A senior official at Hong Kong’s Mandatory Provident Fund Authority has dismissed the possibility of allowing scheme members access to direct investments such as equities and bonds via self-directed accounts in the near future.

Asked the question at the Global Retirement Savings Conference in Hong Kong last week, Darren McShane, executive director for regulation and policy at the MPF Authority, said: “No chance.”

After State Street Global Advisors received regulatory approval to allow MPF scheme providers access to its gold exchange-traded fund earlier this year, some market participants said the next logical step for Hong Kong’s defined contribution plan would be direct access to a variety of asset classes via a self-managed account. This is an option available from some pensions.

Since the MPF allows providers access to the SsgA's SPDR Gold Shares ETF, some argue that direct gold purchases – with banks acting as custodians – should be made possible, with direct investment into equities, bonds and high-interest savings accounts via a self-managed account not far off.

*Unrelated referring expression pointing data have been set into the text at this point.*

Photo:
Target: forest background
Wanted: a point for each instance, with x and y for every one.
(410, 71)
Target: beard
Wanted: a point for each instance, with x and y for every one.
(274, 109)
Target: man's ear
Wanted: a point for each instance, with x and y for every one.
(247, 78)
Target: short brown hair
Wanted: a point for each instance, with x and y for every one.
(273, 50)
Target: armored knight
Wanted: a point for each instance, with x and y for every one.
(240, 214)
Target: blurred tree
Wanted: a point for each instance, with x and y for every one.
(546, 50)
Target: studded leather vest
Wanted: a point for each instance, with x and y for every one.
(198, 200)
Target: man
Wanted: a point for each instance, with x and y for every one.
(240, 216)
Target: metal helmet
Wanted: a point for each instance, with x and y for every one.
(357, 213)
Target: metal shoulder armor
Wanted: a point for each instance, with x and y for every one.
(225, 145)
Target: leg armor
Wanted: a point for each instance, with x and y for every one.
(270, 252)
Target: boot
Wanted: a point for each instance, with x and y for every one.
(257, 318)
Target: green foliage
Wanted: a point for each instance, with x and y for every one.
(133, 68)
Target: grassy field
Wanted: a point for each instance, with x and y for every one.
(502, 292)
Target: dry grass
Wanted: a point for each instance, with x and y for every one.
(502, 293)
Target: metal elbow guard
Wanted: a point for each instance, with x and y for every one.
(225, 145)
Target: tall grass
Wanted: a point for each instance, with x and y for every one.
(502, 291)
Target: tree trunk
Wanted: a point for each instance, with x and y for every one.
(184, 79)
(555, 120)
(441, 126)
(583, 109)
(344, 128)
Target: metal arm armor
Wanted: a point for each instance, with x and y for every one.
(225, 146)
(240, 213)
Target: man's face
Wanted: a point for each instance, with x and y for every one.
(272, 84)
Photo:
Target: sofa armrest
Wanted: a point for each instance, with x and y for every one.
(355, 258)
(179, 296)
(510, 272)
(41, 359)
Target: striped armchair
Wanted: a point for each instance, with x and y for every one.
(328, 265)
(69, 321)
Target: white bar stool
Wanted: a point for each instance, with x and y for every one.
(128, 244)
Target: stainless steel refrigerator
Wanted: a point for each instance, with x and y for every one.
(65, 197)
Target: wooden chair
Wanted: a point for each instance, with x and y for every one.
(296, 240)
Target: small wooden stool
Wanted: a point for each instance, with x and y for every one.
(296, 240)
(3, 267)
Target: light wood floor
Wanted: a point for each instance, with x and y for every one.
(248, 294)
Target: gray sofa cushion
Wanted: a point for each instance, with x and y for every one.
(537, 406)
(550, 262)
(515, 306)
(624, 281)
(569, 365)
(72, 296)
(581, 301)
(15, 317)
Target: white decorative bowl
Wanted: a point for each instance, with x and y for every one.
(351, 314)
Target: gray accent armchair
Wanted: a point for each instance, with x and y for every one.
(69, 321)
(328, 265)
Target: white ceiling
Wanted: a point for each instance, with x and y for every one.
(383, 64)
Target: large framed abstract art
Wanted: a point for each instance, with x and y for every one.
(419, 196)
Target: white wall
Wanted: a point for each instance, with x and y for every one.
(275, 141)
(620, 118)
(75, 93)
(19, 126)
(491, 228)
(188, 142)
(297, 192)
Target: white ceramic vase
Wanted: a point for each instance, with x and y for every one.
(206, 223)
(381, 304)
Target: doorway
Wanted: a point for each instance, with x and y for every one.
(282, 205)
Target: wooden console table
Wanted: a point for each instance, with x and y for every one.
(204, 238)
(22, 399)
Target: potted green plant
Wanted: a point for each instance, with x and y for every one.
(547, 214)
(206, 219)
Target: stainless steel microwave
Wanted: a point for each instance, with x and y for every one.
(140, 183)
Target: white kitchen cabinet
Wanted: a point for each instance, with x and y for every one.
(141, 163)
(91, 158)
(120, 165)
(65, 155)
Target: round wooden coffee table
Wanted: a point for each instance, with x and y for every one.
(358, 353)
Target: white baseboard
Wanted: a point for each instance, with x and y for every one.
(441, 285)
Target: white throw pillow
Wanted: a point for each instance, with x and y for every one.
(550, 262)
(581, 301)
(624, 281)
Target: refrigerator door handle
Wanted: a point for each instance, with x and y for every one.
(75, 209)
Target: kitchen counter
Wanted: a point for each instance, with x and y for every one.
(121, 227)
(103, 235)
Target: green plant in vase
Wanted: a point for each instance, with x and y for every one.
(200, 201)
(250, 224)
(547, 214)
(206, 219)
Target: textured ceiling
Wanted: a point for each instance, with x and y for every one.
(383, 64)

But McShane told attendees that this is not on the cards for the HK$455 billion ($58.7 billion) fund.

“We use funds for very good reasons,” McShane said, speaking at the conference. “They do provide efficiencies, [market] access and management that you don’t get through individual investment assets.”

The MPF monthly contribution is capped at HK$2,500 ($322), which significantly limits the equity universe an individual can buy, as equities are traded in varying blocks sizes. There are also brokerage fees to consider, which are not cheap, McShane adds.

“If you go to the market, given the lot sizes in Hong Kong, you’re going to be paying brokers of up to 8% per month,” he notes. “That makes our overall annual fee of 1.7% look pretty good.”

Direct investment into ETFs would also prove difficult as the average MPF contribution of around HK$1,500 per month, only allowing members to invest in 1/15 of an average ETF board lot. As contributors would only be able to purchase small lots, they would in turn incur higher fees charged with every monthly purchase, he adds.

On investing direct in ETFs: “You can’t do it. You'd have to save up the whole year and you still wouldn’t get one lot, so you have to pool it,” McShane tells AsianInvestor on the sidelines. “What is a pool structure? It’s called a fund.”

Then there are regulatory issues that go hand-in-hand with a self-directed scheme, such as withdrawal restrictions and currency hedge.

There are also necessary custodian arrangements that need to be set up as well as implementing the right technology, all of which comes at an expense.

Although there are self-managed pension funds available in markets such as Australia, McShane says that as the MPF's focus is on efficiency and trying to lower costs, “for the time being, we are stuck on the funds structure”.

He adds: “I can’t see that we can get there [on allowing self-directed accounts] soon. It’s not in the agenda at the moment. In the future it is possible, as is the sense that anything is possible.”